Presumably in a effort to get the youth of the world (for it’s a world wide campaign) to also ponce around with their top buttons undone.
‘Launderette’ (and it’s Levi’s advertising siblings) told us, the eager viewer and soon to be consumer (well, as soon as Mum would say we could have a pair), something about the jeans, no matter how frivolous. ‘Now available in stonewash,’ said Launderette. ‘Now available pre-shrunk,’ ‘Bath’ informed us. ‘Also in black,’ etc.
But telling people about the products you want them to part with their hard earned for isn’t fashionable anymore, so the most they’ll tell us now is, ‘501’s have buttons. And you can undo them. If you want.’

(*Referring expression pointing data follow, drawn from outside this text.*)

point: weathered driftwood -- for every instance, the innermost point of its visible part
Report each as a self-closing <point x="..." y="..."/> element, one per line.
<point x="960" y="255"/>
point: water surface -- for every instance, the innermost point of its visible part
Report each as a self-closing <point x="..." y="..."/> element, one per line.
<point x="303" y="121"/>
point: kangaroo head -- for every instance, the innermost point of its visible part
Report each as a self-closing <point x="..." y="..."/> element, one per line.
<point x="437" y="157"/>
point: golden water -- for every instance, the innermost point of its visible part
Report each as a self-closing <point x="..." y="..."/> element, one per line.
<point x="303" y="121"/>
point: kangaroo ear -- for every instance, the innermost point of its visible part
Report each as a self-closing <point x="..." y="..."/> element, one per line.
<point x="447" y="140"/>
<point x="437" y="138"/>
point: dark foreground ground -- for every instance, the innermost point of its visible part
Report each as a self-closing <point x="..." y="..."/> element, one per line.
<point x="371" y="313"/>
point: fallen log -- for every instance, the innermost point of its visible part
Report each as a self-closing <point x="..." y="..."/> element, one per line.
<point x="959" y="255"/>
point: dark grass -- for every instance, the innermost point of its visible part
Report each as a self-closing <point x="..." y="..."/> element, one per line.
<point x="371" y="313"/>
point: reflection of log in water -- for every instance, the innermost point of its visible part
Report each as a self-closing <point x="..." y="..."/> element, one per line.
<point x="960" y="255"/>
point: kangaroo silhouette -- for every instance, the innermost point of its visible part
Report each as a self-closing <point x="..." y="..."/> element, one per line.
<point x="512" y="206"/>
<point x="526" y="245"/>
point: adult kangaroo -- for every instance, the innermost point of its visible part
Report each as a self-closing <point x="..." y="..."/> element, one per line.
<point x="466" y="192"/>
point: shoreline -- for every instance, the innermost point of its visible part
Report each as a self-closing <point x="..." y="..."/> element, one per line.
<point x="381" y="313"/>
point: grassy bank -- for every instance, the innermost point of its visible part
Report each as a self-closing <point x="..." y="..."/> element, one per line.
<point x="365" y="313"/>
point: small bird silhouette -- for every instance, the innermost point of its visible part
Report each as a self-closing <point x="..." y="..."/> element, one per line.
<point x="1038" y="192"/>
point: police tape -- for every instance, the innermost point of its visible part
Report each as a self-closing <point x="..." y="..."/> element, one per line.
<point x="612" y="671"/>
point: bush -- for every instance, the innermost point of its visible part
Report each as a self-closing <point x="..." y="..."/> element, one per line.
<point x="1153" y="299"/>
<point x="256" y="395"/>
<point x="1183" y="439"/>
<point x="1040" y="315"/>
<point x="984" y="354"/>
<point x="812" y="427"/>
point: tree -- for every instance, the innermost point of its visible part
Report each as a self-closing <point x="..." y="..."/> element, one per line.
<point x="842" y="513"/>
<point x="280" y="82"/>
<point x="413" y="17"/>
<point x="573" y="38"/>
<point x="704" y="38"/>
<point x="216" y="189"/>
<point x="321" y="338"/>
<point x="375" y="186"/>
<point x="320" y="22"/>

And it seems a shame that the brand that had probably the greatest influence on me in my youth after Penthouse is being so lackluster.
Maybe I’m out of touch. Maybe the youth of the world are, even as I write, eagerly exposing their prized first curly hairs to the world, screaming to the older generation that they are young, the are vital, they are unbuttoned.
Maybe. But I doubt it.
‘Ah,’ you may say, ‘but you don’t know what the brief was.’
And I don’t. And neither will the people Levi’s want to attract.
But I do know that when I was the youth of this story, nobody my age wore jeans. They were ‘Dad clothes.’
And Levi’s changed that in 30 seconds.
Now the youth market is saturated with the things. All being a little bit cooler and a lot younger.
Newer brands that your Dad hasn’t even heard of. So they’ll be the ones you’ll wear.
So it’s even harder now for Levi’s to get people into their jeans than it was for the spotty teen I was to get into other peoples Levi’s.
And they just don’t seem to be trying very hard.
Or maybe it’s just me getting all nostalgic for the day’s when advertising advertised.
Imagine being Barbara or Sir John in the 80s and you’re new Launderette ad has just broke.
You stand looking out of your office window at a sea of Nick Kamen wannabes all shuffling nervously along, occasionally gripping a lamppost for support as their leg lifts in an involuntary, painful spasm and they wipe away a tear. Sod the sales figures. That’s when you know it’s worked.
Will the team who worked on live unbuttoned (and I’m sure there’s hundreds of them worldwide) experience the same thrill? A sea of youthful pubis exposed proudly to the world?
I can’t see it happening.
And even if it does take off, with our ever more obese lifestyles, how will anyone be able to see who’s unbuttoned?